Das gilt nur, wenn Du selbst der Meinung bist, Anfängerin zu sein?
Denkst Du, man kann an Trainingsjahren messen, wann man kein „Anfänger“ mehr ist? Wären nicht die Zeit auf der Matte, das Verständnis und das Können entscheidender?
... und auf welchen Aggressor bereitet euch das Training denn vor? Bis jetzt wurden keine Situationen geschildert, die eine völlig untrainierte Person nicht ebenfalls locker gemeistert hätte.

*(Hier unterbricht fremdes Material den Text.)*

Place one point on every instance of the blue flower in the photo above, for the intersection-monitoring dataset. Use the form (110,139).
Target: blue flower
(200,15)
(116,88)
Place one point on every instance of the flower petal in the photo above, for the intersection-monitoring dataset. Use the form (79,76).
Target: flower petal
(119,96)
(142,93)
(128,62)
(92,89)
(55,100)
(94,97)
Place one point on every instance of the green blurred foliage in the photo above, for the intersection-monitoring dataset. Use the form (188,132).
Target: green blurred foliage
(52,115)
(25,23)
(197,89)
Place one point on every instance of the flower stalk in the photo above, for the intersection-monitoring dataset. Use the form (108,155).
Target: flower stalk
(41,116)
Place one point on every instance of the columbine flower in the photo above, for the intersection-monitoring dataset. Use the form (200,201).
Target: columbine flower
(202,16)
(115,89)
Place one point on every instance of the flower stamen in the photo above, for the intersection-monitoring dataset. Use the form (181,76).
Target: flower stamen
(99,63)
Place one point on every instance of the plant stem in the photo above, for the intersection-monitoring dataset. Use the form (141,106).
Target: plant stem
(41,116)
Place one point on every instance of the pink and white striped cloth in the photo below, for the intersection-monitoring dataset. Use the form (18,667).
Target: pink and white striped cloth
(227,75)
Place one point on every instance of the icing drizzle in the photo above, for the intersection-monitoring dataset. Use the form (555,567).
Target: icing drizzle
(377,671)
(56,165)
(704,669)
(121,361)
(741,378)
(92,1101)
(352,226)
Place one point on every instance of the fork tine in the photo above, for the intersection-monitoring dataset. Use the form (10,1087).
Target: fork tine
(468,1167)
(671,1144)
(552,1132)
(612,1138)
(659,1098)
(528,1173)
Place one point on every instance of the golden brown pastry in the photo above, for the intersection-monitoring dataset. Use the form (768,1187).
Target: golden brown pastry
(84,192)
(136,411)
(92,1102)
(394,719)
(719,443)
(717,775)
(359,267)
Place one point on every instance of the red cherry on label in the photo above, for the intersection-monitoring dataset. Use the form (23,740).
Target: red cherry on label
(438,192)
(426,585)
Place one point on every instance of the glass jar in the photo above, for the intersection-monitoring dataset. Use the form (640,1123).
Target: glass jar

Vor welchen „Gegnern“ werdet ihr sonst noch gewarnt und denkt ihr, man könne sich aussuchen, was das Gegenüber für einen Hintergrund hat oder es wird ihn erklären? Woran erkennt ihr denn Ringer - außer den Ohren und Trikots - und kannst Du mir den Unterschied zwischen einem Boxer, einem Kickboxer und einem Nak Muay (Thaiboxer) anhand des Stands erklären bzw. woran würdest Du sie unterscheiden? Geht das auch bei einer Kombination der Stile und wie sieht es mit Personen aus, die ihre Erfahrung lediglich in der Praxis gesammelt haben?
Generell, glaubst Du, Du müsstest Dich jemals gegen Angriffe verteidigen, so wie ihr sie trainiert und glaubst Du, Du müsstest überhaupt trainieren, um Dich gegen solche „Angriffe“ zu verteidigen?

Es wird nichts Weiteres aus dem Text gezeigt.